What Jesus did mean was that there is a deeper relationship than flesh and blood, a spiritual kinship that is characterized by doing “the will of God.” It isn’t obedience to the Father that establishes a relationship with God—faith does that—but obedience is the demonstration that such a relationship exists. Jesus was saying that there is a new family that takes precedence over the human family. That is because it is an eternal relationship. He considered its ties to be stronger and its commitment more satisfying and demanding.
When Jesus said, “Whoever does the will of God...is my brother and sister and mother,” He was actually referring to two aspects of relationship. In the first place, obedience is the key to “experiencing family” with God. You are His by faith, but your fellowship with Him comes as a result of living in obedience to His revealed will. But also, obedience is also the key to “experiencing family” with God’s people. When God is our “Father,” our fellow believers are our “brothers” and “sisters.” Therefore, when we conform our wills to God’s will, we experience a dynamic relationship with others who are also living in submission to Him. Are you learning that is what His Church is all about?
An earthly family in which the members are bound by their common faith in Christ is a family that is doubly blessed. Writing in his Confessions, Augustine recalls how his mother faithfully and persistently prayed for him to come to Christ. When he finally did, he describes a scene in which the two of them stood together looking out a window and realizing that they were more kindred than ever before. Not only were they related by flesh and blood, but now they were united in spirit.
I am aware that some of us may not have had the best of relationships with our families. We may not have even grown up with our natural mothers, fathers, sisters, and brothers. For you in particular, these words should bring added comfort, for they introduce you to a new “family” with a bond that is stronger and more secure than any earthly family.
The Church of Jesus Christ is “true family.” This morning our Savior would say of us, “Look around...these are my brothers and sisters.” As unlikely as it may seem to a watching world, we are united by our relationship to Him. But what about you? I leave you with four questions:
- Are you a member of His “family”? Do you have a relationship with Him that has been born out of repentance and faith in Christ? If not, know that He invites you to kinship with Him today through repentance and faith.

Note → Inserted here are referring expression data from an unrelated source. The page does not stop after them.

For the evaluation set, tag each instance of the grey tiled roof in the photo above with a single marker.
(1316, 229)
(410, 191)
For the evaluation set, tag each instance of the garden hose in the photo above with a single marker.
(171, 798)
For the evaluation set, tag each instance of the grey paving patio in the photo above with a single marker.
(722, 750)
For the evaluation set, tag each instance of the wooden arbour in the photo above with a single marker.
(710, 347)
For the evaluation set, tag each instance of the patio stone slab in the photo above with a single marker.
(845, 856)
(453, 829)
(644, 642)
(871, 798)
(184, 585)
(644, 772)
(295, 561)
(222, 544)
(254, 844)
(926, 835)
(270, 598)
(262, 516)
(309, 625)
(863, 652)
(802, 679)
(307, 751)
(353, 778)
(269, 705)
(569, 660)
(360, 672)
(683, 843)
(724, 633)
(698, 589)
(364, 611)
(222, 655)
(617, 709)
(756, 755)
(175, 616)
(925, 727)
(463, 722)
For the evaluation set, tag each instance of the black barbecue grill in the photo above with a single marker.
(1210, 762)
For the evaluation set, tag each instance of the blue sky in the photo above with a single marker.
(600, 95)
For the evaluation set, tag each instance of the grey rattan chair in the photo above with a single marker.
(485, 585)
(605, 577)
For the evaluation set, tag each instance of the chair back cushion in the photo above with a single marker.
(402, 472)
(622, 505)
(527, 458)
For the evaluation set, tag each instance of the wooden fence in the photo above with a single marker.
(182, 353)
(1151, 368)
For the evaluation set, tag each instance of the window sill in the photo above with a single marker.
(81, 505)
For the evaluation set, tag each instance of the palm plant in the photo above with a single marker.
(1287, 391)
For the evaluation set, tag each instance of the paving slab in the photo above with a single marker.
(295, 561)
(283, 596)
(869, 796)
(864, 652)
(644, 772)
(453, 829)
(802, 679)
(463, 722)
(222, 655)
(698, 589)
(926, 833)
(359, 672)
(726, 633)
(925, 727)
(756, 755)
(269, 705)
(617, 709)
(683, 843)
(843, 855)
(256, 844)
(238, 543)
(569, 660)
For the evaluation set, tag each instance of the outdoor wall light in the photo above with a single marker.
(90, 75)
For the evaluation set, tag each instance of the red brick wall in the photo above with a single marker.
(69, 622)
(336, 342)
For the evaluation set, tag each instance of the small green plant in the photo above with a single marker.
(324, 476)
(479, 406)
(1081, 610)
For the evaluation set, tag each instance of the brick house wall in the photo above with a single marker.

- Do you have a growing sense of “family” with God? Is your relationship with Him growing as you get to know Him better through meditating in the Scriptures and investing quality time with Him in prayerful conversation?
- Is there a joyous sense of “family” when you gather with His people? Do you eagerly look forward to every opportunity to fellowship with your “brothers” and “sisters” and to study God’s Word regularly with them?
- Is your human family being elevated and perpetuated by the eternal sense of “family?” Is your home becoming a “little corner of the Kingdom”? Are you faithfully “living the Gospel” before those in your family who do not yet know Jesus? Are you faithfully praying that the members of your earthly family will one day soon join you in your heavenly “family” as well?
As unlikely as it may seem, if Jesus Christ is truly our Lord, then you and I are the personnel that the ideal Servant has chosen to carry on His ministry in our generation. And lest we think otherwise, let me remind you...He has no other plan.